The most stunning film scores written by Colombier, during his great period  1970-75, are the ones created for French films nourished by the imaginary of American detective novels ("Un Flic" by Melville) or simply by the mythology of the "Yankee's way of life"  ("L'Héritier" and "L'Alpagueur" by Labro). With Melville  (who died too soon and left orphan this prodigious union), Colombier weaves a theme for piano, oboe and large orchestra which will remain as a final statement of lone melancholy in the history of film music.  With Labro, who took himself for Melville without ever coming close, he invents effective structures, tense and aggressive, held up by rock dynamics, not unlike Lalo Schifrin and Morricone at the same period ("Sans mobile apparent").  The other big endeavor of Colombier, before his final flight toward the "New World", is "Une Chambre en Ville", by Jacques Demy.  We know that Michel Legrand, usual composer of the enchanted man from Nantes, had declined to associate himself with this crazy project of a musical over social injustice and fractured human relationships.  A musical tragedy, in fact, which was a nightmare for Demy (ten years of rejections, interruptions, throwing in the towel and casting upheavals)  but whom Colombier accompanied loyally until the birth of the film in 1982. The film is an impossible challenge, especially for the composer, who comes after Legrand with the mission to take the opposite course of "Les Parapluies de Cherbourg" (the Umbrellas of Cherbourg), "Les Demoiselles de Rochefort" or "Peau d'âne".  The score of "Une Chambre en ville" stoned from the flamboyant charm of the tandem Legrand/Demy, is an ungrateful exercise which nonetheless ended in a master piece that evokes more Brecht than the American musicals.  "My father was a pit musician in an opera house and I have been exposed, very early in life, to all sorts of stage works, I have been molded by all that.
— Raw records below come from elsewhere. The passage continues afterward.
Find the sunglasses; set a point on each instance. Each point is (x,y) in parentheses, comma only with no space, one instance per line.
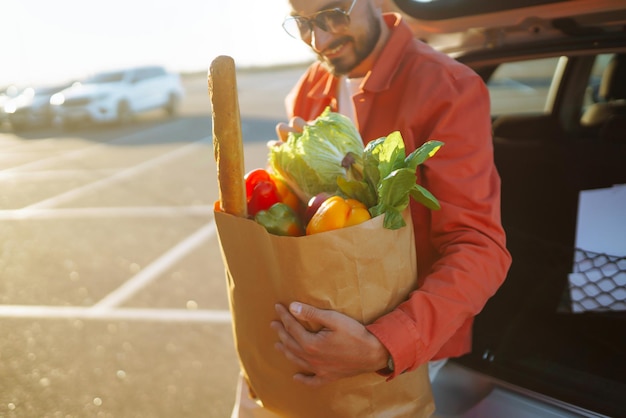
(332,21)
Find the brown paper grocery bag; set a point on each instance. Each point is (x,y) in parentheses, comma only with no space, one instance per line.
(363,271)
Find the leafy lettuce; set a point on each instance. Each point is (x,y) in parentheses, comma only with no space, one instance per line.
(311,161)
(329,156)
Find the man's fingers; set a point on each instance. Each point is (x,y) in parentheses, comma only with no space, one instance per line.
(296,124)
(313,315)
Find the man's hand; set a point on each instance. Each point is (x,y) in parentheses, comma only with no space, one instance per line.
(341,348)
(295,125)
I was familiar with the language of tragedy.  'Une Chambre en ville'  has been a film totally misunderstood, the potential public thought that it was only about strikes, there was a major miscommunication.  Simultaneously, there has been a very touching support of the film by film makers, intellectuals and film critics, there was even mention of how deep my music was".

The call from Hollywood became natural for a musician who had never accepted the sort of disdain that is usually associated to film music in France.  "In France, often the composer is not paid, only associated to the risky prospect of profits.  If the film is a flop, you have wasted months of your life.  In the U.S., the composer receives usually a decent compensation at the time of the writing and receives an adequate music budget. Since I'm easy going and also a perfect chameleon, I absorb like a sponge;  it has been very easy for me to adapt to Hollywood's style of working, this is why I had no problem whatsoever in the U.S.".

Since the 80's, Michel Colombier has written over fifty film scores, often for major studios to whom he has brought, despite the constraint of efficiency, that little extra soul which is lacking in so many of the local hacks.  "I think that the Americans have a rather precise concept of what the French or Latin composers are good at, they are usually looking for that romantic vein, which we are famous for.  This is why Georges Delerue, Morricone, Jarre and Legrand have been so successful in Hollywood.  In my case, it's probably more because I am not classifiable, my taste for so many different styles has allowed me to have my own niche. African-Americans are, for instance, very comfortable with me.  They can identify with my sense of rhythm and my grooves, (some of them have nicknamed me 'the funky Frenchman')."

Recently, Michel Colombier has written the music for the TV series Largo Winch, programmed on M6, and, through it, has signed his great return in France.  Temporarily, madam and the girls will be back soon from shopping, and, the following Saturday, he will already be in his studio in Los Angeles, where he will be a Frenchman in America with the same ease as he is an American in Paris.